Prior to finalising the guidelines the Department of Education and Skills is arranging a consultation process with education stakeholders, including school management bodies.
Investment in education
· This year’s education budget is €10.8 billion. Nearly one euro in every five of this year’s budget, about €1.9 billion, is invested in supporting children with special educational needs, including those with challenging behaviour, in schools. This is the highest ever level of Government expenditure on special education.
· This provides for a continuum of special educational provision to be made available for children with special educational needs, including those with challenging behaviours, so that regardless of the level of need of the child, educational provision can be made for them.
· The number of special education teachers has increased by 37% from 9,740 in 2011, to over 13,400. The number of special needs assistants has risen by 51%, from 10,575 in 2011 to 15,950 at present.
· Schools can now allocate additional teaching support to a child whose challenging behaviour is having a significant impact on their ability to learn in school. Children do not need a special education needs diagnosis to access these supports and parents or guardians will no longer be required to get their child such a diagnosis.
· Schools may also access SNA support for children with additional care needs, including challenging behaviour.
· All schools can access in school support and CPD from the NCSE to assist their teachers in working with children who display challenging behaviour.
· The number of specialist placements for children with complex special educational needs has also been significantly increased by this Government.
· Over 1,050 additional special placements have been provided for the new school year.
· There are now 1,621 special classes, compared to 548 in 2011, including 1,355 special classes cater for children with Autism.
· 125 special schools, including a new special school established this year, also provide specialist education for students with complex special educational needs. These schools now provide over 8,000 places compared to 6,848 in 2011.
· A pre-school and in-school therapy demonstration project is being undertaken in 75 pre-schools and 75 schools to provide in-school therapeutic support for students. In addition, €4.75m was allocated in Budget 2019 for the trialling of a new School Inclusion Model of support to include in-school provision of behavioural practitioners, psychologists and regional support teams to build capacity in schools to meet the needs of their students.

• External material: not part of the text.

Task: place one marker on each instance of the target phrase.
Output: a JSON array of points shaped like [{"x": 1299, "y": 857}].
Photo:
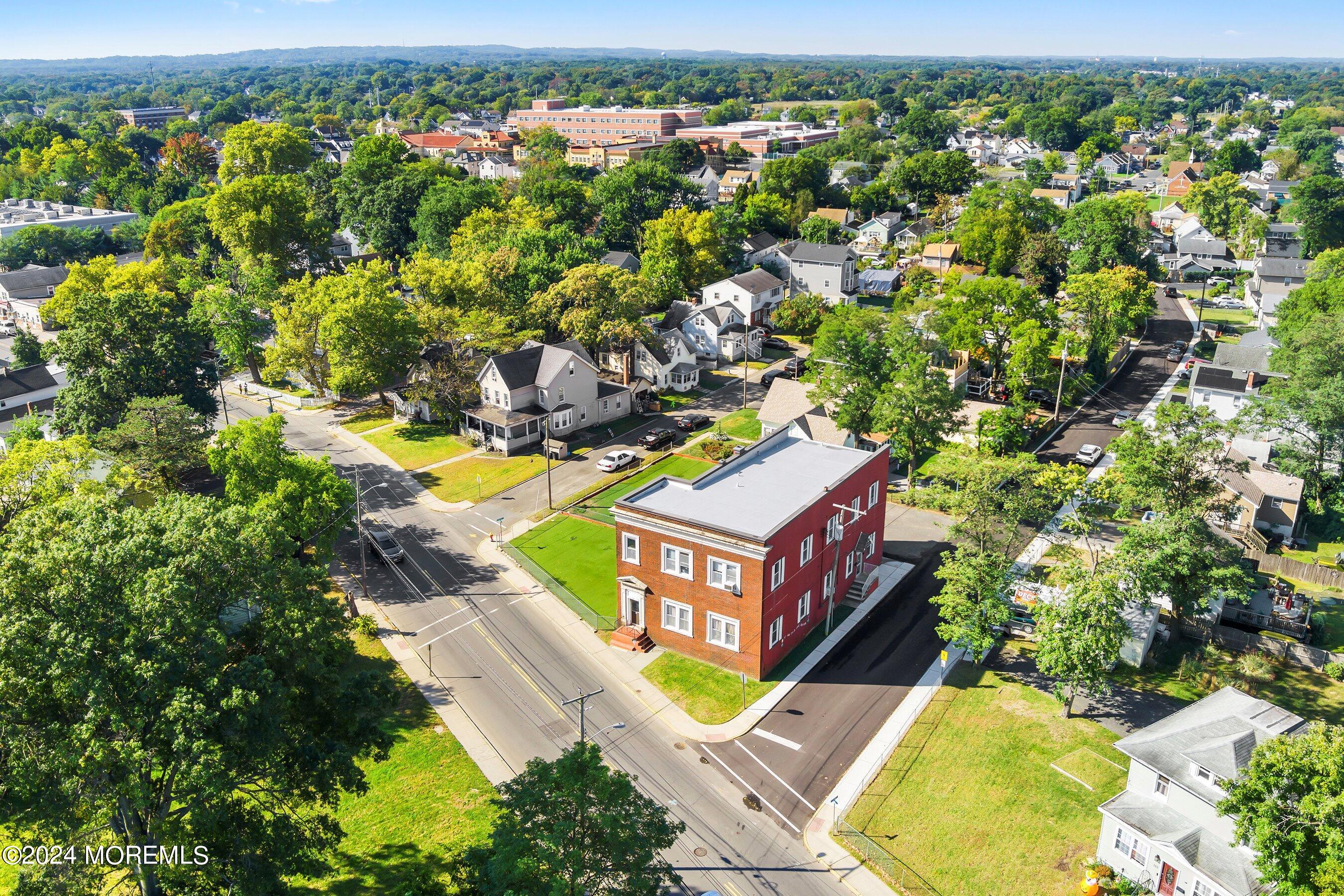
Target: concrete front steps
[{"x": 631, "y": 639}]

The outcome of this pilot will inform the future policy and service provision, including the provision of behaviour support.
· The National Educational Psychological Service (NEPS) works with both primary and post-primary schools and are concerned with learning, behaviour, social and emotional development. This Government has recognised the valuable input of the National Educational Psychological Service for pupils and schools and over the lifetime of this Government has increased psychologist numbers from a sanctioned level of 173 whole time equivalent in 2015 to a current 204 wholetime posts with a commensurate increase in investment from €18m to €20.75m per annum in the period. There are currently 190 posts in the system with recruitment of some 14 new posts and vacancies currently underway.

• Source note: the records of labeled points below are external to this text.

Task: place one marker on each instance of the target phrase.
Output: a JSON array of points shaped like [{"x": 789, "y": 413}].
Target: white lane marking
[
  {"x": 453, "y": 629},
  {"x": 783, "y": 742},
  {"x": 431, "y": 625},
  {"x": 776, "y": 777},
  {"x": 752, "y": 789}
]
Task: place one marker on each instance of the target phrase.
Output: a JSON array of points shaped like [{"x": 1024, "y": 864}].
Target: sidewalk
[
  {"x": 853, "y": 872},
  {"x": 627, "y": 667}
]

· Supports are also provided to DEIS schools at an overall cost of €125m to 891 schools serving approximately 190,000 pupils to improve attendance, retention and school participation.
· Enhanced capitation for Traveller children in the system is provided at a cost of €1.1million.

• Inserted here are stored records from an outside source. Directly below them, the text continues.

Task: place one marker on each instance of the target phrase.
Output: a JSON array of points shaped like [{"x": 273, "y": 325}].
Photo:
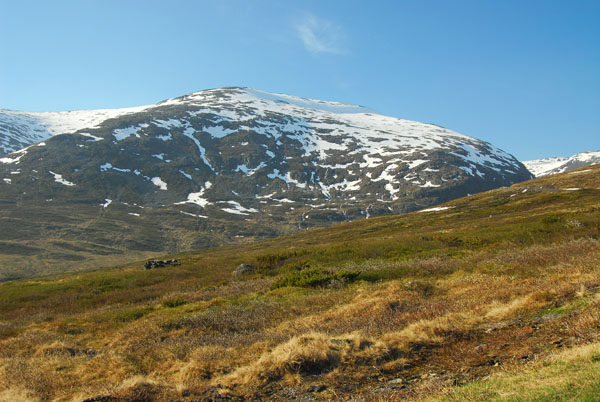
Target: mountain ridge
[
  {"x": 553, "y": 165},
  {"x": 233, "y": 164}
]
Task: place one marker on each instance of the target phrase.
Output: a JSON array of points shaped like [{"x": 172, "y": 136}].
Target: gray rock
[{"x": 243, "y": 269}]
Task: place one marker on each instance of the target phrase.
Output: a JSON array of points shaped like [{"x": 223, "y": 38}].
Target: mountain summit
[{"x": 231, "y": 163}]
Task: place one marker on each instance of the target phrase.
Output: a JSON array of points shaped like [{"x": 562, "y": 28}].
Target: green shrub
[{"x": 316, "y": 278}]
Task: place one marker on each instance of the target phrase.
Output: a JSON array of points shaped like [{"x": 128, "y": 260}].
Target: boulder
[
  {"x": 151, "y": 264},
  {"x": 243, "y": 269}
]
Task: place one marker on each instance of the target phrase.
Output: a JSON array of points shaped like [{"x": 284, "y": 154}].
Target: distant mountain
[
  {"x": 21, "y": 129},
  {"x": 221, "y": 166},
  {"x": 546, "y": 166}
]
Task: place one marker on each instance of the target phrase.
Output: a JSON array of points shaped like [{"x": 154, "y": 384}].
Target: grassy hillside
[{"x": 494, "y": 297}]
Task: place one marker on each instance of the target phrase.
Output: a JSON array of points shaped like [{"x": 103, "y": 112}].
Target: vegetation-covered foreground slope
[{"x": 494, "y": 297}]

· Actions are also being progressed under the National Traveller and Roma Inclusion Strategy to improve educational outcomes for Travellers, including a pilot project to target school attendance, retention and participation commencing this September. Additional supports have been provided to support this pilot project in the form of home school community liaison officers funded by the Department, in addition to Traveller education workers funded by the Department of Justice and Equality and educational welfare officers employed by TUSLA.